Pour connaître précisément le loyer du bien que vous possédez ou que vous louez, cliquez sur la carte interactive de l’Olap. Elle vous donnera ces trois chiffres pour tous les biens, quel que soit le quartier.
Un locataire sur cinq serait gagnant
Il existe également une dérogation à cette règle générale. Elle concerne les biens dits exceptionnels, car ils jouissent d’une vue, et les biens dans lesquels de gros travaux ont été effectués. Le plafond est alors calculé en appliquant au loyer de référence une majoration de 40 %. L’entrée en vigueur de ces dispositions se passe de la manière suivante : si vous louez à l’intérieur de ces deux bornes, pas de souci, vous êtes dans votre bon droit ; si vous louez plus cher que le plafond autorisé, vous devrez, à l’occasion du renouvellement du bail ou du changement de locataire, vous aligner sur le plafond autorisé ; et si vous louez moins cher que le loyer plancher, vous pourrez, à ces deux échéances, le relever. Ces seuils seront révisés chaque année en fonction de l’évolution du loyer médian. Voilà pour la loi !

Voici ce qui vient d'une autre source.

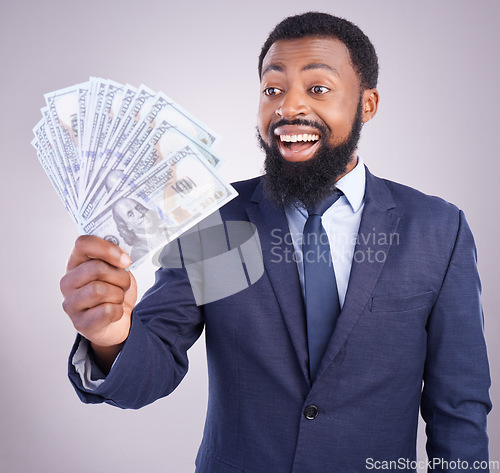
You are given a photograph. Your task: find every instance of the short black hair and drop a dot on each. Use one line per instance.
(323, 25)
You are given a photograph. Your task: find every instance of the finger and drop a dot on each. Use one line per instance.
(92, 295)
(89, 247)
(97, 319)
(94, 270)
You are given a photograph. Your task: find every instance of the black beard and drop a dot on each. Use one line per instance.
(308, 182)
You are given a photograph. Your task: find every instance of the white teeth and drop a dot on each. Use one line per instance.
(295, 138)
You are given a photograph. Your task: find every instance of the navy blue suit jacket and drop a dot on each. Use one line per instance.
(410, 335)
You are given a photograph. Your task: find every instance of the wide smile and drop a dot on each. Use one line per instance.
(297, 143)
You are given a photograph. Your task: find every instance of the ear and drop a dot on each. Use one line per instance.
(370, 104)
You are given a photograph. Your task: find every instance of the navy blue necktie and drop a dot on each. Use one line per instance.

Dans la pratique, même s’il vous reste du temps à courir, il est à craindre que votre locataire ne vous réclame dans le premier cas une diminution immédiate du loyer ou une réduction progressive. Il appartiendra au propriétaire de savoir s’il veut ou non conserver son locataire actuel. L’Olap a calculé qu’un locataire sur cinq devrait être gagnant. L’encadrement diminuerait les loyers de moins de 50 euros pour un tiers d’entre eux, de 50 à 100 euros pour un autre tiers et de plus de 100 euros pour le dernier tiers. Et, parmi ces derniers, 10 % pourraient bénéficier d’une baisse de plus de 240 euros. Le site meilleursagents.com est moins optimiste. Seuls 15 % des locataires en profiteraient. A contrario, 25 000 locataires, selon la Confédération nationale du logement de Paris, pourraient voir leur loyer grimper. Et cette dernière de citer l’exemple de Sébastien, résidant dans le 13e arrondissement : « Son loyer devrait passer de 18 à 22,1 euros au mètre carré. »
Contentieux
« L’encadrement aura plus d’effets pervers que d’effets bénéfiques », dénonce François Davy, président de Foncia. « Un appartement loué 10 000 euros par mois dans les beaux quartiers va diminuer de 30 %, alors que, dans les quartiers populaires, un loyer bas risque d’augmenter de 10 %. »
L’application de l’encadrement devrait également générer des contentieux. Certains propriétaires devraient, en effet, contester la pertinence du découpage des quartiers ou la fiabilité des échantillons sur lesquels ont été définis les loyers de référence. Les locataires pourront également contester les loyers qui leur sont appliqués devant les commissions départementales de conciliation.
« Plus fondamentalement, l’hyper-réglementation risque de décourager l’investissement locatif à Paris », dénonce Christophe Tanay, président de l’Union des syndicats de l’immobilier (Unis).
François Davy met aussi en garde contre la diminution de l’effort d’entretien du parc locatif. Son groupe constate déjà une baisse du taux de travaux de 32,5 % en 2011 à 16,5 % en 2014. « Est-il logique qu’un appartement propre, confortable, bien isolé soit proposé au même prix qu’un logement mal entretenu ? » surenchérit Thierry Langlois, directeur immobilier de Vivastreet.com. Réclamé par Martine Aubry, l’encadrement des loyers devrait être étendu à Lille l’an prochain.